The problem with purpose built crypto APIs is that they have an internally specified format for their intermediate formats that makes them hard or impossible to use to interoperate with the crypto APIs from other libraries, languages, or standards.

Node's crypto library is clearly general purpose in design. It does not have the kind of APIs that NACL does, for example. The design of the current scrypt() function fits perfectly with this design, I don't agree that a password hash function would have landed in place of it, or that its design is flawed. I do agree it is not designed to be a high-level password hashing API, such as PHP has.

I appreciate the frustration of the scrypt-for-humans author that some people are avoiding his better (for some purposes) API because a "scrypt" function exists in node.

Node is having enough trouble getting sufficient developers to fix the existing problems (the "internally compatible" point made above is particularly painful to me). I'm not sure how we can extend to designing, implementing, and supporting an entirely new higher level/functional API.

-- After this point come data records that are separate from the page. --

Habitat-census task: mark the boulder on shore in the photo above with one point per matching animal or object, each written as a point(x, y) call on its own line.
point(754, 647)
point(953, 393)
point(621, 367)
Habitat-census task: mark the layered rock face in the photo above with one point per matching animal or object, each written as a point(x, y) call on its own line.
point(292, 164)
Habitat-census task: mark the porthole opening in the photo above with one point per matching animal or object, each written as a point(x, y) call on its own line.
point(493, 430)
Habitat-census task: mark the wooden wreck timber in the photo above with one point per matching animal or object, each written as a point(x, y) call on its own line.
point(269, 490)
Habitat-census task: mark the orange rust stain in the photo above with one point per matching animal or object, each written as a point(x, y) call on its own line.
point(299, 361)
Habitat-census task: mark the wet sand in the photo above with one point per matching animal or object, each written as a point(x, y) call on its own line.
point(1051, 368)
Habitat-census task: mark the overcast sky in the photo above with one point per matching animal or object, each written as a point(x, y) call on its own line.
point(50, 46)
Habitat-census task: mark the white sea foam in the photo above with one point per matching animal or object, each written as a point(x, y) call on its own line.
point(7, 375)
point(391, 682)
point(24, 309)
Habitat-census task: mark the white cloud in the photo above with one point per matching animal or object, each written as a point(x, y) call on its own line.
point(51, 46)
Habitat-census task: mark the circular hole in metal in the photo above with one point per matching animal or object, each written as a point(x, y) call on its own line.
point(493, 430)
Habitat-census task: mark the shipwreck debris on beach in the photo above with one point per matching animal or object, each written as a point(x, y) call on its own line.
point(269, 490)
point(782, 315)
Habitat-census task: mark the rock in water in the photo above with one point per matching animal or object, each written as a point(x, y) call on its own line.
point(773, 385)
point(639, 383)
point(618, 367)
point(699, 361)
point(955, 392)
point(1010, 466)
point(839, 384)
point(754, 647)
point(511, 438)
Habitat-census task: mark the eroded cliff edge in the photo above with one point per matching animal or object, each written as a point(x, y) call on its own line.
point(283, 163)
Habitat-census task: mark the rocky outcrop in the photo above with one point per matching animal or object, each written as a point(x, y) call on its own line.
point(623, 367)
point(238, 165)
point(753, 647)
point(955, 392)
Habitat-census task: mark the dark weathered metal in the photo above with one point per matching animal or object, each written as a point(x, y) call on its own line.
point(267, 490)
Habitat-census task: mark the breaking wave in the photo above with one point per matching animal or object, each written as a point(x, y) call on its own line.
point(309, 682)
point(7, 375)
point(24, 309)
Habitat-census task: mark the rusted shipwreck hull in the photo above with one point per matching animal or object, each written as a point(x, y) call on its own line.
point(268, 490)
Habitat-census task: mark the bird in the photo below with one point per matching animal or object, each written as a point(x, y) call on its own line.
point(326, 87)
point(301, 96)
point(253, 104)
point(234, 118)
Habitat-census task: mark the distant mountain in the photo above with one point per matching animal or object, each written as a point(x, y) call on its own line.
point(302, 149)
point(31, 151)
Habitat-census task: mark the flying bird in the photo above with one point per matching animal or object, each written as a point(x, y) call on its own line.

My personal preference would be for such an API to be provided out of core as an npm module, and for the Node.js crypto API docs to point to it. If instead someone PRed a functional API into Node.js and got support for it, I wouldn't object.

I'm not familiar with https://www.w3.org/TR/WebCryptoAPI/. Node has a general trend to supporting Web standard APIs when it can. Would WebCrypto be an acceptable high-level API? If so, implementing it would be following a well-paved path into node core.